Feel free to make use of these materials, and continue to share how E110 instructors are using multimodal projects in our classroom!
blog undergoing maintenance
Hi all! This blog is currently undergoing a little maintenance and updating. Thank you for your patience as we add and shuffle materials and information.
Amy Vidali talk and workshop on 9/21 and 9/22: inclusive pedagogy and disability
Amy Vidali, Associate Professor at the University of Colorado Denver, will be visiting UD September 21 and 22. During her time here, she will pick up on conversations begun last year with Jay Dolmage’s visit, including conversations about inclusive pedagogy and disability as an important form of diversity among our students and colleagues.
Vidali’s talk will be Monday, September 21 from 5-6:15 p.m. in 127 Memorial.
Access and Absence: Writing Disability for Higher Education
In this talk, the speaker argues that we must pay more attention to the texts that provide or deny access to higher education, and how these textual access points function for disabled people. The speaker adapts the experience and metaphor of physical accessibility on campus to consider the textual terrain structured by policies and documents, in order to shift the discussion from including disability on campus to recognizing those who never make it to campus. The talk centers on a single textual access point, the college admissions essay, where difference and disability often feature in complex and contradictory ways. The speaker considers the admissions essay of a graduate student with repetitive stress injury which falsely positions disability as only-in-the-past and negates both disability and future accommodations requests. She compares this approach to an undergraduate essay where a student with cerebral palsy displays fierce disability pride and is rejected, then admitted on appeal with a more staid, predictable appeal essay. Placing these two essays in conversation, the speaker identifies how adopting stereotypical tropes of disability helps disabled applicants “get in” and perpetuates damaging understandings of disability in higher education. She argues that this same tension is at play in disclosure decisions when applying for faculty positions and tenure, seeking jobs outside higher education, and making simple textual disclosures between friends and family.
Vidali’s workshop will be Tuesday, September 22 from 11 a.m.-12:15 p.m. in the Rollins Room of Jastak-Burgess Hall.

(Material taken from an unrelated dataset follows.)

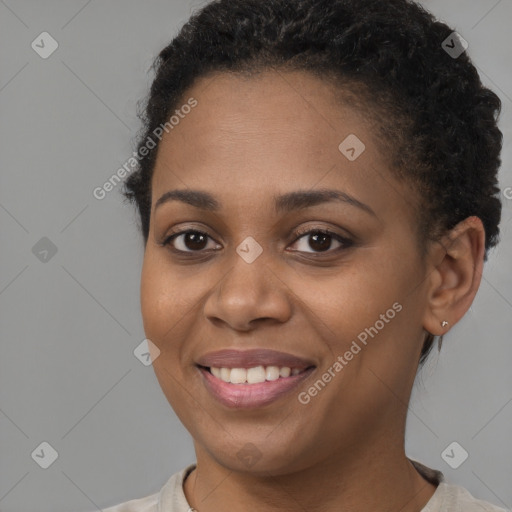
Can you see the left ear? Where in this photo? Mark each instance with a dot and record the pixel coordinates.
(454, 281)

Teaching Styles and Strategies for Disability Inclusion
This workshop offers tangible teaching styles and strategies to create and revitalize inclusive learning environments for disabled college students and all college students. Whether you’re new to universal design or looking for fresh approaches, this workshop provides strategies to put to work right away, from rethinking your disability/access statement on your syllabus and revising writing assignments to encouraging interdependence and questioning the ways your own learning preferences shape and bias the learning environments you create. This workshop is for all faculty and is not focused on disability studies curricula, and participants will leave with a packet they can revisit. The facilitator is a faculty member and disability activist who is both invested and critical of current strategies for including disabled students in college classrooms, and faculty will be invited to share their ideas and experiences. The facilitator asks that you refrain from wearing strong scents to the workshop.

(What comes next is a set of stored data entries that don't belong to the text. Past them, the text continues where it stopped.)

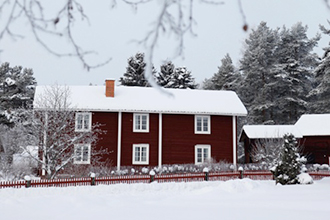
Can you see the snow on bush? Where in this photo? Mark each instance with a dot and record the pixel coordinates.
(305, 178)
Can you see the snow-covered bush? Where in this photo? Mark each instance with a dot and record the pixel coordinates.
(290, 164)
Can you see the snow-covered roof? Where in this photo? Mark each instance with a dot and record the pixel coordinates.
(314, 125)
(270, 131)
(143, 99)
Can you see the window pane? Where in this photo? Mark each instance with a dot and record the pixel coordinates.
(79, 121)
(144, 154)
(199, 155)
(205, 124)
(137, 122)
(86, 121)
(206, 154)
(78, 153)
(137, 154)
(199, 124)
(85, 153)
(144, 125)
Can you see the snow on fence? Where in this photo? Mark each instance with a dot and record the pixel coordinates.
(212, 176)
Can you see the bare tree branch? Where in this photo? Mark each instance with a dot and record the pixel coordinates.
(33, 12)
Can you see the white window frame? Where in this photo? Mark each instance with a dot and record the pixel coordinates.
(137, 122)
(139, 161)
(83, 122)
(203, 130)
(80, 159)
(202, 147)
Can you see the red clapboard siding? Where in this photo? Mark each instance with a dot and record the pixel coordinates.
(316, 149)
(179, 138)
(108, 139)
(129, 138)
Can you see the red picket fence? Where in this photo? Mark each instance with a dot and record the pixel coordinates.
(212, 176)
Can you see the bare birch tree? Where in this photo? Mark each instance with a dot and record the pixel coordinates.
(267, 150)
(175, 18)
(53, 128)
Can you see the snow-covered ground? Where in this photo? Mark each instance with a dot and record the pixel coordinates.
(235, 199)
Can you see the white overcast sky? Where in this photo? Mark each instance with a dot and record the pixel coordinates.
(112, 32)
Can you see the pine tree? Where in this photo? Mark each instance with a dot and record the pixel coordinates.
(256, 64)
(16, 90)
(164, 76)
(134, 75)
(290, 164)
(181, 79)
(227, 77)
(293, 73)
(319, 101)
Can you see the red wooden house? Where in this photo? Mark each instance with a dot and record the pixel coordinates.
(259, 134)
(150, 128)
(313, 130)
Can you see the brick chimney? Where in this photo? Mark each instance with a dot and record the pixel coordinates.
(110, 88)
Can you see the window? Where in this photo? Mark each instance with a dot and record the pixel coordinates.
(202, 153)
(82, 154)
(202, 124)
(83, 121)
(141, 123)
(141, 154)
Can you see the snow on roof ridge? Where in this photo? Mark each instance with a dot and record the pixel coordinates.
(270, 131)
(314, 124)
(148, 99)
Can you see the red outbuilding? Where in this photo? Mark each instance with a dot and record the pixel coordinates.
(312, 130)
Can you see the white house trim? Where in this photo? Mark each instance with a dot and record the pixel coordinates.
(160, 139)
(234, 142)
(119, 141)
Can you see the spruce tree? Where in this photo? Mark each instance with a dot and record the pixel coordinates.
(290, 164)
(164, 76)
(319, 101)
(181, 79)
(134, 75)
(227, 78)
(17, 86)
(256, 65)
(293, 72)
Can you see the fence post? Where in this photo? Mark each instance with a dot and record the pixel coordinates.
(93, 179)
(206, 172)
(27, 181)
(241, 174)
(152, 175)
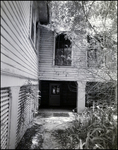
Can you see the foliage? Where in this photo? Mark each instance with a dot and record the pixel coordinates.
(91, 130)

BIO: Amy Vidali is an associate professor of English at the University of Colorado Denver. Her research focuses on the rhetorical politics of disability in university texts, as well as theories of metaphor, gastrointestinal rhetorics, and stuttering. She teaches classes on rhetorical theory, multimedia writing, disability studies, and the teaching of composition. Her work has appeared in College English, Rhetoric Review, The Journal of Medical Humanities, The Journal of Literary and Cultural Disability Studies, Disability Studies Quarterly (DSQ), the Bedford St. Martin’s Guide to Disability and the Teaching of Writing, and elsewhere. She is currently working on a book manuscript tentatively entitled Writing for Access: Disability and Textual Terrain of Higher Education.